Where burial occurred, as in the East, immediately after the apparent death,14 resuscitation must have been rare. Yet cases of it were not unknown. Pliny has a chapter "on those who have revived on being carried forth for burial." Lord Bacon states that of this there have been "very many cases." A French writer of the eighteenth century, Bruhier, in his "Dissertations sur l'Incertitude de la Mort et l'Abus des Enterrements," records seventy-two cases of mistaken pronouncement of death, fifty-three of revival in the coffin before burial, and fifty-four of burial alive. A locally famous and thoroughly attested case in this country is that of the Rev. William Tennent, pastor in Freehold, New Jersey, in the eighteenth century, who lay apparently dead for three days, reviving from trance just as his delayed funeral was about to proceed. One who keeps a scrap-book could easily collect quite an assortment of such cases, and of such others as have a tragic ending, both from domestic and foreign journals. A work published some years ago by Dr. F. Hartmann15 exhibits one hundred and eight cases as typical among over seven hundred that have been authenticated.16
Facts like these have been strangely overlooked in the hasty judgment prompted by prejudice against whatever has obtained credence as miraculous. Some significant considerations must be seriously entertained.

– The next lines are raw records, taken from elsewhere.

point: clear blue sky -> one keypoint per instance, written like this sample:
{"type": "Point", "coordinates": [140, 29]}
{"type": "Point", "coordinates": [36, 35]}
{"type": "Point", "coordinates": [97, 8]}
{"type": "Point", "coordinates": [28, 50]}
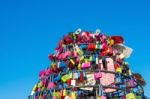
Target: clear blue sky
{"type": "Point", "coordinates": [30, 30]}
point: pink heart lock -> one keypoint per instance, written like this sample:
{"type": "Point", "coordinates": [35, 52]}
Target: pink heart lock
{"type": "Point", "coordinates": [51, 85]}
{"type": "Point", "coordinates": [97, 75]}
{"type": "Point", "coordinates": [42, 74]}
{"type": "Point", "coordinates": [48, 71]}
{"type": "Point", "coordinates": [86, 65]}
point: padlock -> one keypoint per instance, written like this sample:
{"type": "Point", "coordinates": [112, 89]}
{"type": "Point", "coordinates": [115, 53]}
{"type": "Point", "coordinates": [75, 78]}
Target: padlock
{"type": "Point", "coordinates": [97, 75]}
{"type": "Point", "coordinates": [131, 96]}
{"type": "Point", "coordinates": [65, 78]}
{"type": "Point", "coordinates": [119, 70]}
{"type": "Point", "coordinates": [86, 65]}
{"type": "Point", "coordinates": [57, 78]}
{"type": "Point", "coordinates": [73, 95]}
{"type": "Point", "coordinates": [118, 78]}
{"type": "Point", "coordinates": [101, 93]}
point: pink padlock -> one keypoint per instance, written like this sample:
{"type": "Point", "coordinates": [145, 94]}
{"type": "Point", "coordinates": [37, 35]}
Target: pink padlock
{"type": "Point", "coordinates": [48, 71]}
{"type": "Point", "coordinates": [51, 85]}
{"type": "Point", "coordinates": [97, 75]}
{"type": "Point", "coordinates": [86, 65]}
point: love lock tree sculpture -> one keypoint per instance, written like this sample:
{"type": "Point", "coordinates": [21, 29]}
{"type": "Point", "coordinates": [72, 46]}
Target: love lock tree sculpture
{"type": "Point", "coordinates": [89, 65]}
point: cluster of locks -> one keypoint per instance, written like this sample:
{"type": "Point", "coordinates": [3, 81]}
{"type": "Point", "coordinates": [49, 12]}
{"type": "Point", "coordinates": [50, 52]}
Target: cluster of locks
{"type": "Point", "coordinates": [88, 65]}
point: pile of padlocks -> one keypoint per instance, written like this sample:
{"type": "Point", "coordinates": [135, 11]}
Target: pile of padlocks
{"type": "Point", "coordinates": [88, 65]}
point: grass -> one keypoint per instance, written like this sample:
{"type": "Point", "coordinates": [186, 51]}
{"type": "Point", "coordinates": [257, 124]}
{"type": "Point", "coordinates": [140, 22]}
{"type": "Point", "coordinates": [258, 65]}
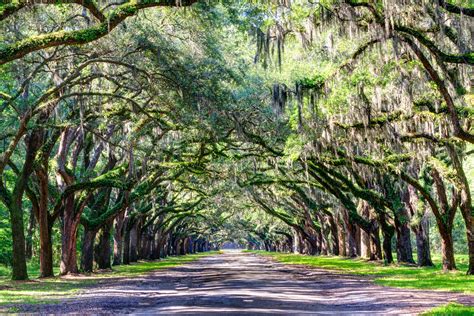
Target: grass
{"type": "Point", "coordinates": [428, 278]}
{"type": "Point", "coordinates": [51, 290]}
{"type": "Point", "coordinates": [452, 309]}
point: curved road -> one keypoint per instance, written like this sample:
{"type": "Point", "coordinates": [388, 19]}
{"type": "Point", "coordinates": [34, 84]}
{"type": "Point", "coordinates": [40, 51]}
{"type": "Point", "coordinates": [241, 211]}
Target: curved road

It cannot be that no such facts occurred in the long periods covered by the Biblical writers. Occurring, it is extremely improbable that they should have altogether escaped embodiment in popular tradition and its record. Furthermore, while on one hand the custom of speedy burial rendered them much rarer than they are now under other conditions, and so much the more extraordinary, the universal ignorance of the causes involved would have accepted resuscitation as veritable restoration from actual death. As such it would have passed into tradition. In cases where it had come to pass in connection with the efforts of a recognized prophet, or through any contact with him, it would certainly have been regarded as a genuine miracle.